Una larga cacería

El dinosaurio. Ese es el apodo del HSV alemán. El Hamburgo es uno de los equipos más populares de su país. No en vano, hasta 2018 fue el único club que había jugado siempre en la primera división de la Bundesliga. A pesar de eso, solo tenía en sus vitrinas dos campeonatos de liga correspondientes a las lejanas temporadas 1922-23 y 1927-28.

Y entonces apareció el fenómeno Seeler. Uns Uwe (nuestro Uwe), natural de la ciudad, llegó a ser uno de los mejores goleadores del fútbol europeo. Pero el club solo pudo ganar una liga más en la temporada 1959-60.

En 1972, el hijo pródigo se retiró y dejó a su equipo huérfano de goles. El primer gran éxito europeo del HSV llegó en 1977, cuando conquistó la Recopa de Europa al ganar al Anderlecht en la final por dos goles a cero. Este triunfo animó al equipo hamburgués hasta el punto de querer subir un peldaño más en el escalafón.

Kevin Keegan era entonces uno de los jugadores más importantes de Europa y el Hamburgo apostó con fuerza por el delantero del Liverpool hasta conseguir incorporarlo a su plantilla. Sin embargo, el primer año con el inglés fue decepcionante, ya que el equipo acabó clasificado en la décima posición de la tabla. En cambio, Keegan fue nominado mejor jugador europeo del año.

La temporada siguiente, el club ficha como entrenador a Branko Zebec y gana la Bundesliga con Kevin como máximo goleador. El Hamburgo subió ese escalón soñado cuando, a la temporada siguiente, se enfrentó al Real Madrid en semifinales de la Copa de Europa. En la ida ganaron los españoles por dos goles a cero, pero la vuelta fue muy distinta.

El equipo alemán fue un huracán y ganó por cinco goles a uno para plantarse en la final de la competición. Una final que perdió ante el Nottingham Forest por 1-0. Para colmo, Keegan se marcha al final de esa temporada y el club queda desangelado sin estrella ni entrenador, quien acabó siendo despedido.

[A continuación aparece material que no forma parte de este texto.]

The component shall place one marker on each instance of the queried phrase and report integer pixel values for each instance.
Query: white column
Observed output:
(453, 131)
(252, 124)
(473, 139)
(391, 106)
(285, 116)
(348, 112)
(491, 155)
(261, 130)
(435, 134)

En 1981, Ernts Happel firma como entrenador del club. Ese sí es el salto de calidad que el equipo anhelaba. El HSV permanece invicto durante un año en la liga alemana, aunque lo mejor estaba aún por llegar.

En mayo de 1983, el Hamburgo llegó a su segunda final de la máxima competición europea a nivel de club, aunque el rival era de mucho cuidado.

Zoff, Scirea, Cabrini, Platini, Tardelli, Boniek, Bettega, Rossi… Casi nada al aparato.

Happel jugó sus bazas con su columna vertebral, formada por los veteranos Kaltz, Magath y el gigantón Hrubesch.

El dinosaurio ganó la final con un gol de Félix Magath y, esta vez sí, logró cazar a la pieza más importante de su historia.